17 Haziran 2009 Çarşamba

memur çocuğu olmak #1

"gülümseee..gülümsee.." diyordu kendine..ve gerçeten kocaman bir gülümseme vardı suratında...koridorda bir sınıf kapısının yanında duran ve kendi kendine gülen bu kız, birazdan çağırılıp içeri gireceğini ve yeni sınıfıyla tanışacağını bilmenin heyecanı ile aslında birazda gergin gülümsüyordu...sakin olması ve gülümsemesi gerektiğini kendine tekrar dikte eden Bartın aktarmalı bu öğrenci, oluşacak ilk izlenimleri sevimlilik ve kendine güven ile fethedebileceği inancına sıkı sıkıya sarılmıştı...
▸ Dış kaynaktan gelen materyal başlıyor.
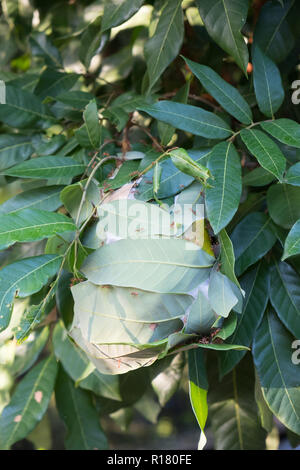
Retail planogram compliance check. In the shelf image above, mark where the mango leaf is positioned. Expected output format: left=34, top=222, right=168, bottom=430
left=241, top=129, right=286, bottom=181
left=60, top=180, right=100, bottom=226
left=282, top=220, right=300, bottom=260
left=55, top=90, right=93, bottom=111
left=81, top=239, right=214, bottom=294
left=10, top=326, right=50, bottom=376
left=184, top=58, right=252, bottom=124
left=219, top=262, right=269, bottom=377
left=100, top=160, right=139, bottom=192
left=285, top=162, right=300, bottom=186
left=255, top=371, right=274, bottom=433
left=252, top=45, right=284, bottom=119
left=196, top=0, right=249, bottom=75
left=0, top=134, right=33, bottom=170
left=151, top=353, right=185, bottom=406
left=188, top=349, right=208, bottom=449
left=55, top=368, right=107, bottom=450
left=270, top=259, right=300, bottom=338
left=78, top=16, right=103, bottom=69
left=260, top=118, right=300, bottom=148
left=231, top=212, right=276, bottom=275
left=184, top=290, right=218, bottom=335
left=144, top=0, right=184, bottom=91
left=205, top=142, right=242, bottom=233
left=243, top=166, right=275, bottom=187
left=157, top=81, right=190, bottom=145
left=3, top=156, right=85, bottom=179
left=253, top=309, right=300, bottom=434
left=70, top=325, right=164, bottom=375
left=0, top=85, right=55, bottom=128
left=254, top=0, right=297, bottom=62
left=53, top=322, right=121, bottom=400
left=95, top=199, right=178, bottom=241
left=0, top=186, right=63, bottom=214
left=208, top=269, right=239, bottom=318
left=169, top=148, right=211, bottom=185
left=15, top=302, right=47, bottom=344
left=0, top=255, right=62, bottom=331
left=0, top=209, right=76, bottom=249
left=101, top=0, right=143, bottom=33
left=34, top=68, right=79, bottom=100
left=71, top=281, right=193, bottom=344
left=267, top=184, right=300, bottom=228
left=0, top=356, right=57, bottom=450
left=138, top=100, right=232, bottom=139
left=29, top=32, right=62, bottom=68
left=208, top=356, right=266, bottom=450
left=83, top=100, right=101, bottom=148
left=134, top=149, right=210, bottom=201
left=219, top=228, right=239, bottom=286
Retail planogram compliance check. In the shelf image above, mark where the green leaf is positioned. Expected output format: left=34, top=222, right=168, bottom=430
left=0, top=255, right=62, bottom=331
left=138, top=101, right=232, bottom=139
left=81, top=239, right=214, bottom=293
left=78, top=16, right=103, bottom=69
left=0, top=186, right=63, bottom=214
left=184, top=290, right=218, bottom=335
left=135, top=149, right=210, bottom=201
left=157, top=82, right=190, bottom=145
left=231, top=212, right=276, bottom=275
left=0, top=85, right=56, bottom=128
left=267, top=184, right=300, bottom=228
left=29, top=32, right=62, bottom=68
left=254, top=371, right=274, bottom=433
left=60, top=180, right=100, bottom=226
left=219, top=228, right=239, bottom=286
left=219, top=262, right=269, bottom=377
left=196, top=0, right=249, bottom=75
left=83, top=99, right=101, bottom=148
left=243, top=166, right=275, bottom=187
left=55, top=369, right=107, bottom=450
left=70, top=326, right=164, bottom=375
left=3, top=156, right=85, bottom=179
left=188, top=349, right=208, bottom=449
left=208, top=357, right=266, bottom=450
left=205, top=142, right=242, bottom=233
left=282, top=220, right=300, bottom=260
left=254, top=0, right=297, bottom=62
left=0, top=134, right=33, bottom=170
left=241, top=129, right=286, bottom=181
left=253, top=309, right=300, bottom=434
left=208, top=269, right=239, bottom=318
left=252, top=45, right=284, bottom=119
left=151, top=354, right=185, bottom=406
left=53, top=322, right=121, bottom=400
left=55, top=90, right=93, bottom=111
left=10, top=326, right=50, bottom=376
left=101, top=0, right=143, bottom=33
left=184, top=58, right=252, bottom=124
left=71, top=281, right=193, bottom=344
left=285, top=162, right=300, bottom=186
left=0, top=356, right=57, bottom=450
left=270, top=260, right=300, bottom=338
left=16, top=297, right=46, bottom=344
left=95, top=199, right=180, bottom=243
left=260, top=119, right=300, bottom=148
left=144, top=0, right=184, bottom=92
left=169, top=148, right=211, bottom=184
left=100, top=160, right=139, bottom=191
left=34, top=68, right=79, bottom=100
left=0, top=209, right=76, bottom=250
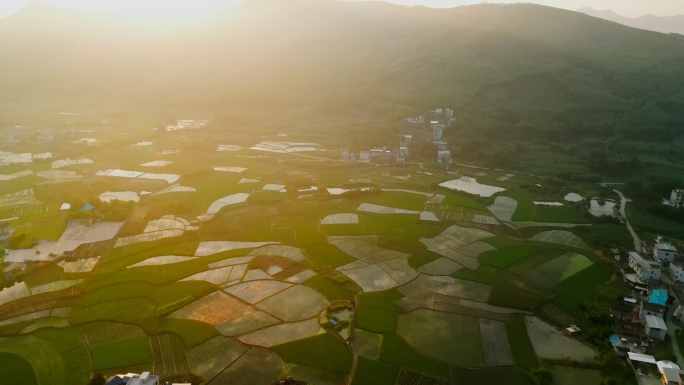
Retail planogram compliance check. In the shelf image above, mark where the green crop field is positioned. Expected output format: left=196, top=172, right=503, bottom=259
left=304, top=243, right=356, bottom=268
left=380, top=333, right=449, bottom=379
left=90, top=336, right=154, bottom=371
left=271, top=333, right=352, bottom=372
left=354, top=307, right=397, bottom=333
left=352, top=357, right=400, bottom=385
left=553, top=266, right=612, bottom=313
left=506, top=322, right=537, bottom=370
left=157, top=318, right=219, bottom=349
left=0, top=352, right=39, bottom=385
left=477, top=246, right=539, bottom=269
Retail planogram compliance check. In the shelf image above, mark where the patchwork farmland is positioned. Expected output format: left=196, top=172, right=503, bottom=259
left=0, top=124, right=636, bottom=385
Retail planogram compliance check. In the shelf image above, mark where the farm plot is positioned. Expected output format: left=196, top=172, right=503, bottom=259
left=127, top=255, right=196, bottom=272
left=216, top=311, right=280, bottom=337
left=57, top=257, right=100, bottom=273
left=531, top=230, right=589, bottom=250
left=523, top=253, right=593, bottom=288
left=397, top=309, right=482, bottom=367
left=0, top=309, right=50, bottom=326
left=114, top=230, right=183, bottom=248
left=187, top=336, right=249, bottom=379
left=0, top=335, right=65, bottom=385
left=247, top=245, right=306, bottom=263
left=90, top=336, right=154, bottom=371
left=197, top=193, right=249, bottom=222
left=256, top=285, right=328, bottom=321
left=152, top=183, right=197, bottom=195
left=479, top=319, right=515, bottom=366
left=78, top=321, right=145, bottom=346
left=4, top=220, right=123, bottom=262
left=211, top=347, right=287, bottom=385
left=527, top=317, right=595, bottom=362
left=226, top=280, right=292, bottom=304
left=357, top=203, right=420, bottom=214
left=354, top=329, right=382, bottom=360
left=181, top=266, right=233, bottom=285
left=418, top=257, right=463, bottom=275
left=19, top=317, right=70, bottom=334
left=169, top=291, right=256, bottom=325
left=195, top=241, right=278, bottom=257
left=342, top=265, right=399, bottom=292
left=238, top=318, right=325, bottom=347
left=487, top=196, right=518, bottom=222
left=321, top=213, right=359, bottom=225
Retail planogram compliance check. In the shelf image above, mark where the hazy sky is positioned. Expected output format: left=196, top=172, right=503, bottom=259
left=0, top=0, right=684, bottom=18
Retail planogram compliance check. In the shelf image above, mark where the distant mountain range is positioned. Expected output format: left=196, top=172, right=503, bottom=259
left=577, top=7, right=684, bottom=35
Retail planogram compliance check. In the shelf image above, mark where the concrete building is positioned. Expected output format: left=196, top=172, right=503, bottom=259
left=639, top=301, right=665, bottom=325
left=653, top=237, right=678, bottom=263
left=644, top=315, right=667, bottom=341
left=340, top=147, right=349, bottom=161
left=670, top=189, right=684, bottom=207
left=0, top=131, right=17, bottom=147
left=432, top=140, right=447, bottom=151
left=672, top=305, right=684, bottom=324
left=629, top=251, right=660, bottom=282
left=37, top=128, right=55, bottom=143
left=437, top=150, right=451, bottom=163
left=656, top=361, right=682, bottom=385
left=669, top=262, right=684, bottom=282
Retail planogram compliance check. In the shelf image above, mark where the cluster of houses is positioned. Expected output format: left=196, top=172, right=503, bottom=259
left=667, top=188, right=684, bottom=207
left=610, top=237, right=684, bottom=384
left=0, top=126, right=76, bottom=147
left=340, top=108, right=454, bottom=164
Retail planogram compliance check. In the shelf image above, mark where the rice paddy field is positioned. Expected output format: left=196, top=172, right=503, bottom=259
left=0, top=125, right=636, bottom=385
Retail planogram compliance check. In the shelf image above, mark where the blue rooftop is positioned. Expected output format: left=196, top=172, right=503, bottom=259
left=648, top=289, right=667, bottom=306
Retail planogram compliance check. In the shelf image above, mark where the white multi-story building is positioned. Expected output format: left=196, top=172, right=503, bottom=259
left=37, top=128, right=55, bottom=143
left=629, top=251, right=660, bottom=282
left=669, top=262, right=684, bottom=282
left=670, top=189, right=684, bottom=207
left=432, top=126, right=444, bottom=141
left=653, top=237, right=678, bottom=262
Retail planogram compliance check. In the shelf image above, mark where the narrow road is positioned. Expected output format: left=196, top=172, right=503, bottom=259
left=613, top=190, right=642, bottom=252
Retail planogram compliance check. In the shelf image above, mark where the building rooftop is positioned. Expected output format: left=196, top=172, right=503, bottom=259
left=656, top=243, right=677, bottom=253
left=646, top=315, right=667, bottom=330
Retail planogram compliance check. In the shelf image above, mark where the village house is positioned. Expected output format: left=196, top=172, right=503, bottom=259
left=670, top=189, right=684, bottom=207
left=653, top=237, right=677, bottom=263
left=644, top=315, right=667, bottom=341
left=437, top=150, right=451, bottom=163
left=629, top=251, right=660, bottom=282
left=340, top=147, right=349, bottom=161
left=54, top=128, right=76, bottom=139
left=669, top=262, right=684, bottom=282
left=0, top=131, right=17, bottom=147
left=432, top=140, right=447, bottom=151
left=656, top=361, right=682, bottom=385
left=37, top=128, right=55, bottom=143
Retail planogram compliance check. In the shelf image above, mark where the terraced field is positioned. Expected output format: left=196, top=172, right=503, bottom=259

babam polis, annem öğretmen olduğu için bir kaç kez okul değiştirdim ama ortalama bir memur çocuğuna oranla az..yine de okul değiştirmek, yaşadığın ili değiştirmek, bir anda dönem ortasında pat diye önceden çoktan kaynaşmış bir sınıfın ortasına düşmek yabancı olduğum durumlar değil...
herkes arkadaş edinmiştir,kim güzel kim yakışıklı kim populer belirlenmiştir...acayip kişilikli olanlar dışlanmıştır...yazısız kurallar işlenmiştir akıllara..ve sen gelirsin...hiçbir şey bilmeyen saftirik bir insan..önce müdür muavini girer sınıfa sen koridorda beklersin..ders vardır içeride...muavin öğretmenle konuştuktan sonra kapıya bakıp "gel kızım" der...içeri girersin...bütün bakışlar üstündedir..süzülürsün..fısıldaşmalar olur...sadece öğretmenin yüzüne bakarsın..bazende yere..arada kafanı kaldırıp sınıfa göz gezdirirsin...sırıtan,fısıldaşan yüzler görürsün..."oha deve gibi..ayı gibi.." diye laflar duyarsın gerilerden..kızarırsın ama duymamış gibi yaparsın..çocukluğun acımasız gerçeklerine alışmışsındır zaten...kendini tanıt der öğretmen...o yaşta bilirsin kendini tanıtmayı..sınıf biraz suskunlaşır..başka bir yerden gelen ve kendini tanıtan kendi yaşlarındaki bu kız gizemli gelmeye başlar...güzel bir ismin olduğu için sessizce şükredersin..öğretmen her zaman anlayışlı ve güler yüzlü davranır...bir yer gösterir ve oraya otur der...oturursun...ders biter...sınıfın bir kısmı tarafından ilgi odağı olursun..mutlaka seni katagörize etmeleri gerektiğini bilen sınıf arkadaşlarının sorularına cevap verirsin...bu noktadan sonra kader devreye girer...kantine gidiyoruz gel istersen teklifini kabul ettiğin insanlar, senin bilmeden aralarına girdiğin bu grubun elemanları, acaba iyi birileri mi? ya da sınıfta fark ettiğin en az bir tane olmazsa olmaz kuralının temsilcisi olan o hoş çocuk bu grupla ters mi?işler kadere kalmıştır..tek yapman gereken işleri oluruna bırakmaktır...kontrolsüzsündür ve samimiyetinden başka birşeyin yoktur...kendini tanıtma fırsatın vardır ve bu sefer daha düzgün bir insan olacağına söz verirsin...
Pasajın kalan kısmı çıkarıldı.